Le procès du volet français des détournements du programme de l'ONU en Irak «pétrole contre nourriture» s'ouvre lundi à Paris, avec vingt personnes sur le banc des prévenus, dont le PDG du Groupe Total, Christophe de Margerie.
L'audience débute à 13H30 devant la 11e chambre correctionnelle, spécialisée dans les affaires financières.
Pendant un mois, le procès va devoir se plonger dans l'Irak de Saddam Hussein et décortiquer les mécanismes de contournement d'un embargo économique décrété contre son régime après l'invasion irakienne du Koweït en 1990.
En 1995, cet embargo avait été allégé par l'ONU, qui permettait alors à Bagdad de vendre des quantités limitées de pétrole en échange de biens humanitaires et de consommation nécessaires à la population.

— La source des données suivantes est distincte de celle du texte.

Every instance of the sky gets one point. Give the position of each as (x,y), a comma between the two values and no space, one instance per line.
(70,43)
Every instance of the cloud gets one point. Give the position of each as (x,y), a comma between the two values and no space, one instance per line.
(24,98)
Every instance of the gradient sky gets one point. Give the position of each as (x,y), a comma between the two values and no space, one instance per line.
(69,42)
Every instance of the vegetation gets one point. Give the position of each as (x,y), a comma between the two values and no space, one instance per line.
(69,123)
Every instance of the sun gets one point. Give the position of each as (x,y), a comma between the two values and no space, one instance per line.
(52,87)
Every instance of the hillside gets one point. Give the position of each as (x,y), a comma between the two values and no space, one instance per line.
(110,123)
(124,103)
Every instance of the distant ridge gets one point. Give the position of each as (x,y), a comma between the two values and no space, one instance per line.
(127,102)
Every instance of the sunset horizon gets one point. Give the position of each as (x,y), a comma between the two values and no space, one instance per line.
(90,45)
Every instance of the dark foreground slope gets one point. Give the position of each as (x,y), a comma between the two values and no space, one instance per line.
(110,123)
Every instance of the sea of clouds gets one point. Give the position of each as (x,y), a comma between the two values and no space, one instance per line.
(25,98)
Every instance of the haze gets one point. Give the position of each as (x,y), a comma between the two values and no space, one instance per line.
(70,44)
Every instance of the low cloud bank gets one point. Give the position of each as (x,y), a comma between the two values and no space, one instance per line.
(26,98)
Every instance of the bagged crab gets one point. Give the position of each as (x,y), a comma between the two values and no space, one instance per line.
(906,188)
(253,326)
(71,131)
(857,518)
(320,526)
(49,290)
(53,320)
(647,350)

C'était le programme pétrole contre nourriture («oil for food»).
Or, il s'avèrera après la chute du dictateur, en 2003, année de l'invasion de l'Irak par les Etats-Unis, que son régime avait détourné massivement ce programme, par le biais de ventes parallèles et surfacturations.
D'une part, les dirigeants irakiens attribuaient des barils à des personnalités «amies», qui recevaient des commissions lors de la revente du pétrole en contrepartie de leur lobbying en faveur de la levée de l'embargo.

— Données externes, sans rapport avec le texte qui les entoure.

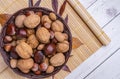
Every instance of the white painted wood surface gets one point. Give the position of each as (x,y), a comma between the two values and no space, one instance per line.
(104,64)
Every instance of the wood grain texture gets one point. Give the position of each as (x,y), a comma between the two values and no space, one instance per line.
(78,28)
(104,10)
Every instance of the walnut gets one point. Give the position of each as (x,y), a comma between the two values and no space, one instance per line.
(66,36)
(57,26)
(41,47)
(32,41)
(59,36)
(24,50)
(13,63)
(50,69)
(30,32)
(43,35)
(19,21)
(62,47)
(32,21)
(45,18)
(57,60)
(25,64)
(52,16)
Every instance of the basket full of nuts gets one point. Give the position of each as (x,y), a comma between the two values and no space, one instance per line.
(36,42)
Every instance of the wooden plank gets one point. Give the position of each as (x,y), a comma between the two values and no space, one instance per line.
(96,59)
(78,28)
(87,3)
(109,69)
(104,10)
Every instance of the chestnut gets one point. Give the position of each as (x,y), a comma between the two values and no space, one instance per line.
(7,47)
(38,57)
(50,49)
(7,39)
(43,66)
(21,33)
(13,53)
(10,29)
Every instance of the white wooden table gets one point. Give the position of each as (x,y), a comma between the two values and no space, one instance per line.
(104,64)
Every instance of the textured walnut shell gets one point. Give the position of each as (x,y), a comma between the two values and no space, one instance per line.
(62,47)
(19,21)
(43,35)
(24,50)
(31,74)
(57,26)
(57,60)
(32,21)
(59,36)
(45,18)
(25,64)
(32,41)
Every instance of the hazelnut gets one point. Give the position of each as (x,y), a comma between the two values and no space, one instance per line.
(35,67)
(19,21)
(13,53)
(50,69)
(43,66)
(43,35)
(45,18)
(38,57)
(32,41)
(66,36)
(25,71)
(41,47)
(20,41)
(7,39)
(57,60)
(52,34)
(30,32)
(13,63)
(21,33)
(24,50)
(39,14)
(57,26)
(47,25)
(11,29)
(25,64)
(50,49)
(62,47)
(7,47)
(59,36)
(52,16)
(32,21)
(37,72)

D'autre part, le régime de Bagdad exigeait des compléments de prix (surcharges) par rapport aux tarifs déclarés à l'ONU et empochait la différence par le biais d'intermédiaires et sociétés écrans.

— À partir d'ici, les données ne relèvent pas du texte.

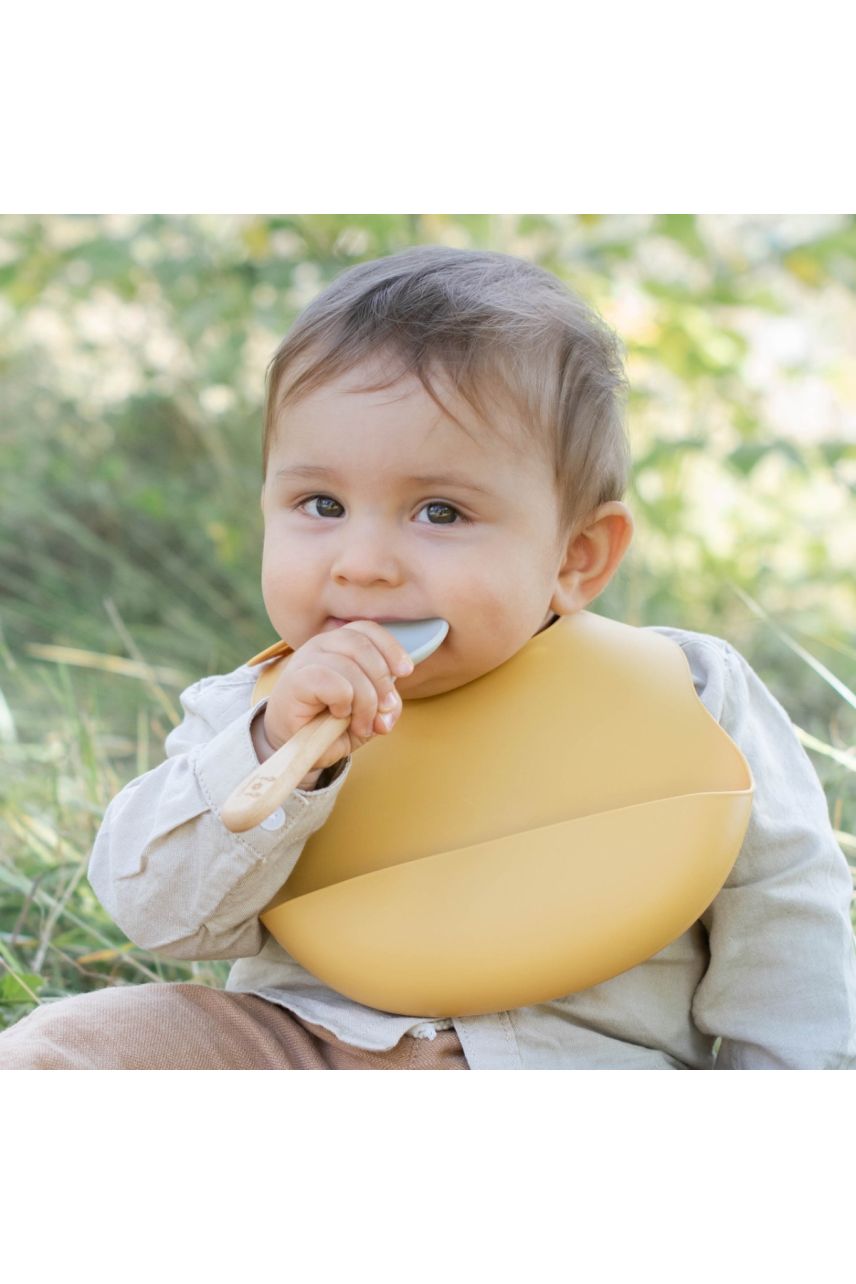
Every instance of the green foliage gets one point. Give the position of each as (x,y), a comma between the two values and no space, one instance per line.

Le scandale avait éclaboussé des centaines de sociétés et personnalités dans plusieurs dizaines de pays, en France notamment.
Se retrouvent ainsi lundi sur le banc des prévenus des responsables d'associations, hommes d'affaires, journalistes et anciens diplomates dont Jean-Bernard Mérimée, ex-ambassadeur de France à l'ONU, poursuivis pour avoir bénéficié d'allocations de pétrole. Il y a aussi avec eux l'ancien ministre de l'Intérieur Charles Pasqua, qui nie avoir profité des largesses des Irakiens.
Le groupe Total, poursuivi comme personne morale, est quant à lui soupçonné d'avoir sciemment payé des surfacturations afin d'obtenir des contrats et acheté du brut provenant d'allocations illicites à des personnes privées. Mais il nie toute intention frauduleuse ou violation d'embargo.
Plusieurs cadres de Total sont également poursuivis, de même que son PDG actuel, Christophe de Margerie, qui réfute lui aussi toute malversation.
Le dossier repose en outre largement sur des accusations de corruption, un chef que contestent les avocats des prévenus. Selon eux, il ne peut pas y avoir corruption puisque les surcharges étaient exigées par l'Etat irakien et versées dans ses caisses.
Avant d'aborder le fond de l'affaire, le tribunal va examiner divers points de procédure. La défense prévoit en particulier de poser des «questions prioritaires de constitutionnalité» (QPC) qui, si elles sont jugées valables, pourraient entraîner un report du procès.